Usaha Gula Merah di Lamsel Mulai Bergairah
Editor: Koko Triarko
Selain itu, adanya pengepul sekaligus pemodal yang membantunya membuat ia tidak kuatir kesulitan menjual gula. “Kami juga memiliki kelompok pembuat gula beranggotakan sepuluh orang, dan kerap mengadakan arisan bulanan dan memiliki uang kas,” terang Kadar.
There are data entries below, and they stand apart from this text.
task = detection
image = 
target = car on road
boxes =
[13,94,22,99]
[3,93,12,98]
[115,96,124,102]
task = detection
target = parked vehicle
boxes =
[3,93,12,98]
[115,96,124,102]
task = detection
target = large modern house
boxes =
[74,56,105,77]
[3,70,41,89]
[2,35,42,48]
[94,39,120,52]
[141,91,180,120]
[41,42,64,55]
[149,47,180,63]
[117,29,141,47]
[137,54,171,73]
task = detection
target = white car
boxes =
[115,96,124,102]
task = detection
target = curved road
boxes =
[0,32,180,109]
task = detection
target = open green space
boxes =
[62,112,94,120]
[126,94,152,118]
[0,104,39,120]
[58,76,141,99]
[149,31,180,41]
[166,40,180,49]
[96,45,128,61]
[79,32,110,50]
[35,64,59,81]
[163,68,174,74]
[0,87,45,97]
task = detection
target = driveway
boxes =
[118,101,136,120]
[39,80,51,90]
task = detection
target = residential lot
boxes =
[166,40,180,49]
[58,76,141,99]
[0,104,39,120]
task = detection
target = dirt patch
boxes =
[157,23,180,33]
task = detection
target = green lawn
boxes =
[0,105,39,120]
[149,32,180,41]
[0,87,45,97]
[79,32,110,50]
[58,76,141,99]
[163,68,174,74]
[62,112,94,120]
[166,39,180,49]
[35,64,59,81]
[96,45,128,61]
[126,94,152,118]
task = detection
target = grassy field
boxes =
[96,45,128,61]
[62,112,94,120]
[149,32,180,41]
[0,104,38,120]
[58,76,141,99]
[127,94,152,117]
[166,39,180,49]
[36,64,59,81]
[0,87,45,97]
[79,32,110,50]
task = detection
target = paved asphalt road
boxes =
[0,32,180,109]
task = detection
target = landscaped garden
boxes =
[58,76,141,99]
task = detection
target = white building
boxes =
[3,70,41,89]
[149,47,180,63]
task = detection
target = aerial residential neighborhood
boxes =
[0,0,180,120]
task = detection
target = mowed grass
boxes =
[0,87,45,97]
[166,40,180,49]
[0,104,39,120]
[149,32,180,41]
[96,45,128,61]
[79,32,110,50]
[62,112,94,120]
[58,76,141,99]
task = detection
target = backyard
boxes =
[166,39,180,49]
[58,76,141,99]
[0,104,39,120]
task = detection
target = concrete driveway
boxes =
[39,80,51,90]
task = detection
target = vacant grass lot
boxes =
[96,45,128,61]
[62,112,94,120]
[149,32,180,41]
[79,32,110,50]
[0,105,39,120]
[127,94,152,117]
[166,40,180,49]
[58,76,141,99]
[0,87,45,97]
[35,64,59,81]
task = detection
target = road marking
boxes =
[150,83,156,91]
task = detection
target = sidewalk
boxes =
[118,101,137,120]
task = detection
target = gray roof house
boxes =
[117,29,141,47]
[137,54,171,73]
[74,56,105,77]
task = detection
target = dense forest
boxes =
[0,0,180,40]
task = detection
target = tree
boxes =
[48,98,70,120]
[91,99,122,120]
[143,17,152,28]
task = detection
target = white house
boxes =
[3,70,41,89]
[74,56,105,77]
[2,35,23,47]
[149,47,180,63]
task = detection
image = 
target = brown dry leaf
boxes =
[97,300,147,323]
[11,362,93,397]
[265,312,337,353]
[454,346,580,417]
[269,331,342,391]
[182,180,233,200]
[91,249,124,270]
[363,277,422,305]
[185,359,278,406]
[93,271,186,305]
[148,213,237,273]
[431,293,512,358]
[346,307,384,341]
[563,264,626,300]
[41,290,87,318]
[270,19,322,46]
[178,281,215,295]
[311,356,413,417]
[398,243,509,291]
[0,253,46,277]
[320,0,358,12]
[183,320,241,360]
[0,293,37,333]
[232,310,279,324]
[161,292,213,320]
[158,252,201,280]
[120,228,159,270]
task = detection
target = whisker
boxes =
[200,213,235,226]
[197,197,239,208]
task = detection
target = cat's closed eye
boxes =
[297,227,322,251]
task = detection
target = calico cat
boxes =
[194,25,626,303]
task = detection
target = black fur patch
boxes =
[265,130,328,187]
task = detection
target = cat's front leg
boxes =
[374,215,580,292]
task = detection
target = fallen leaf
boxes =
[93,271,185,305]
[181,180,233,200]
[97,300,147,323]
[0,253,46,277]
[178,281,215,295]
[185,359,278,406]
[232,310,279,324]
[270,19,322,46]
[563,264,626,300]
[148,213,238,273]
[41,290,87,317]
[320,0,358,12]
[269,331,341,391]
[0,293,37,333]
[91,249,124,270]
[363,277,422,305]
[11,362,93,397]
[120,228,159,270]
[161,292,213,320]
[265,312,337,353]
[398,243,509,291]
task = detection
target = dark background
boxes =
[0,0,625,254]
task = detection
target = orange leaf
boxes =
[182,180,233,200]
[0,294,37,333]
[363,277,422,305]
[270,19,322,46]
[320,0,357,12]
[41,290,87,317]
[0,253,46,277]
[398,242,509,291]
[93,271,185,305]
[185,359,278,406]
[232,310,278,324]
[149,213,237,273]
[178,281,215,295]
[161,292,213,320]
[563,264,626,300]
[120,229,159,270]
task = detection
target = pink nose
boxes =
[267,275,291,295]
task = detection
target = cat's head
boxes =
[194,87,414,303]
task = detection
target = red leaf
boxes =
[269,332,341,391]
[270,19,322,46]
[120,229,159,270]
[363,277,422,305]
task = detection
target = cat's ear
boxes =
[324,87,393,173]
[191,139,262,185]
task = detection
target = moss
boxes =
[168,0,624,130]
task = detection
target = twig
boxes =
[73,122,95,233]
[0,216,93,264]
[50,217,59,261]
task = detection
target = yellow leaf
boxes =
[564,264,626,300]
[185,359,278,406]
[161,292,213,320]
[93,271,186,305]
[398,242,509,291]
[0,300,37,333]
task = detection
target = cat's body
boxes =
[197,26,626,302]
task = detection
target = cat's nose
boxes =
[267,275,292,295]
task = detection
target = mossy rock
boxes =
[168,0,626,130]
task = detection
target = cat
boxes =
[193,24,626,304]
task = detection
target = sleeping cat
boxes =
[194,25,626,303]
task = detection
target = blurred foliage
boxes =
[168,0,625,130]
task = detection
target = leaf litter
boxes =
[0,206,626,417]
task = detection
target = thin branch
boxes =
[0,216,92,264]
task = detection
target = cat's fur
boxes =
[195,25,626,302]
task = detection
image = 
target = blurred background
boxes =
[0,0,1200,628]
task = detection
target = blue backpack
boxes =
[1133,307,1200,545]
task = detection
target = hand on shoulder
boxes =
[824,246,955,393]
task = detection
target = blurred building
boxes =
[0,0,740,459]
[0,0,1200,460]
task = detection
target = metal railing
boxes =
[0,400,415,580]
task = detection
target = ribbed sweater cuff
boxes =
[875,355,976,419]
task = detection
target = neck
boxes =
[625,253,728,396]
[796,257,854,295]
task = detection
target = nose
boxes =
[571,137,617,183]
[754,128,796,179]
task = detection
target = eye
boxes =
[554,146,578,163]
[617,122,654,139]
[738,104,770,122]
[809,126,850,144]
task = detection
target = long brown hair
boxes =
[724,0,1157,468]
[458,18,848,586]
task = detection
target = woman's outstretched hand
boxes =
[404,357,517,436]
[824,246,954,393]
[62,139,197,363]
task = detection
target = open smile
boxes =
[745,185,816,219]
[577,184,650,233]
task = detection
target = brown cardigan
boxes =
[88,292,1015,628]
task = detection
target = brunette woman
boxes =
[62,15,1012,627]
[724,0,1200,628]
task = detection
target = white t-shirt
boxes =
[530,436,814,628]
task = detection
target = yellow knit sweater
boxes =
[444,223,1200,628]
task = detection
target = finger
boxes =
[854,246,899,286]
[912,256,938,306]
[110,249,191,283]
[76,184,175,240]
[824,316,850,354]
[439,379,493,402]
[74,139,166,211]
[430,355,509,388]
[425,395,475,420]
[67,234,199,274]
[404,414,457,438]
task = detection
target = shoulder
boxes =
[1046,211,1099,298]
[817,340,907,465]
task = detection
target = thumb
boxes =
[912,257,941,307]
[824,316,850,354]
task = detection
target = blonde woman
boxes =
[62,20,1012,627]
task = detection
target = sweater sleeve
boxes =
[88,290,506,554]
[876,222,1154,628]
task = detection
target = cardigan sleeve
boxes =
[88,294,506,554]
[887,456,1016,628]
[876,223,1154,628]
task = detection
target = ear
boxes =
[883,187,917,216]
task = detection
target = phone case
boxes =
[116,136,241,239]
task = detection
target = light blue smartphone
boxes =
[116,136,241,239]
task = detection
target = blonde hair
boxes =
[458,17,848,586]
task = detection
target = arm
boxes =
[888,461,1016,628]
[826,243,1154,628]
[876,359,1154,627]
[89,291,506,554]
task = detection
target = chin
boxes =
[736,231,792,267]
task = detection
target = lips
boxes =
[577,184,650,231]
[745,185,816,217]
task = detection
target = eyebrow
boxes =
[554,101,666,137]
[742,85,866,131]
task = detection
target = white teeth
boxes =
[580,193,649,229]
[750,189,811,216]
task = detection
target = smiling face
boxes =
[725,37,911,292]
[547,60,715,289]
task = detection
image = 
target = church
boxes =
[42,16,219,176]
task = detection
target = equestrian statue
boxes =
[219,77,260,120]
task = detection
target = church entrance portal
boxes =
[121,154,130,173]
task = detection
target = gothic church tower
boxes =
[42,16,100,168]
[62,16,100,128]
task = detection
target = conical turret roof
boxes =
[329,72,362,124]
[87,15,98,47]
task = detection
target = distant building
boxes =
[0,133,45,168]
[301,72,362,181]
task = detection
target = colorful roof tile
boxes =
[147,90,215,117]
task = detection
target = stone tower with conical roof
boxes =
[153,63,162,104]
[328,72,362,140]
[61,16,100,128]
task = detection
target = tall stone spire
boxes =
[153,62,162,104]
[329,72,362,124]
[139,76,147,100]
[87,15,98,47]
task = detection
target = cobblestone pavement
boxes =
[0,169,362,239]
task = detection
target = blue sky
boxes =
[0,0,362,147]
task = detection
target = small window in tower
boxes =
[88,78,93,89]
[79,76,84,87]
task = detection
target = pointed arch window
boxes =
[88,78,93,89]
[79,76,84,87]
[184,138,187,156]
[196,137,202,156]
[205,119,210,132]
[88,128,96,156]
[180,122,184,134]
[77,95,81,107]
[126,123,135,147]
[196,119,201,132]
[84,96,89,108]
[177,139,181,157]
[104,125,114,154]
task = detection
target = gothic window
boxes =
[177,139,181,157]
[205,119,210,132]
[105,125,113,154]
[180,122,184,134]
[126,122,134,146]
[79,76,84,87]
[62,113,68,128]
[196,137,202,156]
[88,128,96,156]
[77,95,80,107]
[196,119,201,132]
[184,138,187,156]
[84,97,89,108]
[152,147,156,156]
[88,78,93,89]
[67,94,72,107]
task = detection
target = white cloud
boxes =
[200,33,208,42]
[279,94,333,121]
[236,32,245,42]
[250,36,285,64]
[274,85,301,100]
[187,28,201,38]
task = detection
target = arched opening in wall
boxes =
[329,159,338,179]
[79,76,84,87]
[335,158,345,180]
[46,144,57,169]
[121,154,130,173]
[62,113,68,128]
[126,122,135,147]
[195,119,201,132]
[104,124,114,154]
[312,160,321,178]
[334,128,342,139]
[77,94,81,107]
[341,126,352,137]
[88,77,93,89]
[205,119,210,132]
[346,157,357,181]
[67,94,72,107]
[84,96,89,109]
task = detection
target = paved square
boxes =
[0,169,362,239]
Meski memiliki kelompok, Kadar menyebut, usaha pembuatan gula merah di desa tersebut belum pernah mendapatkan bantuan. Sebagian alat dan fasilitas pembuatan gula merah disebutnya dibeli dengan modal sendiri. Alat pembuatan berupa wajan, alat cetak sebagian sudah dalam kondisi memprihatinkan, sehingga perlu peremajaan. Penggunaan yang terus-menerus diakuinya membuat sebagian alat cepat aus, sehingga arisan kelompok bisa membantu untuk membeli alat baru.
Purnomo (30), generasi kedua perajin gula merah di Desa Pematangbaru, mengaku menyewa 50 batang pohon kelapa dengan biaya Rp1,5 juta per tahun. Menghasilkan sebanyak 25 kilogram gula merah setiap dua hari sekali. Membaiknya harga gula merah disebutnya cukup menguntungkan produsen gula kelapa, meski ia mengakui masih bergantung pada bos atau pengepul gula.
Salah satu kendala permodalan, diakui Purnomo karena sebagian warga tidak berani mengajukan kredit usaha ringan (KUR) ke bank dengan syarat yang sulit. Jalan satu-satunya dilakukan dengan meminjam uang dari bos yang sekaligus sebagai tengkulak atau pengepul gula.
Meski demikian, membaiknya harga gula dari semula Rp6.000 menjadi Rp8.000 per kilogram dan masih berpotensi naik mendekati Ramadan dan Idul Fitri, bisa meningkatkan ekonomi produsen gula merah.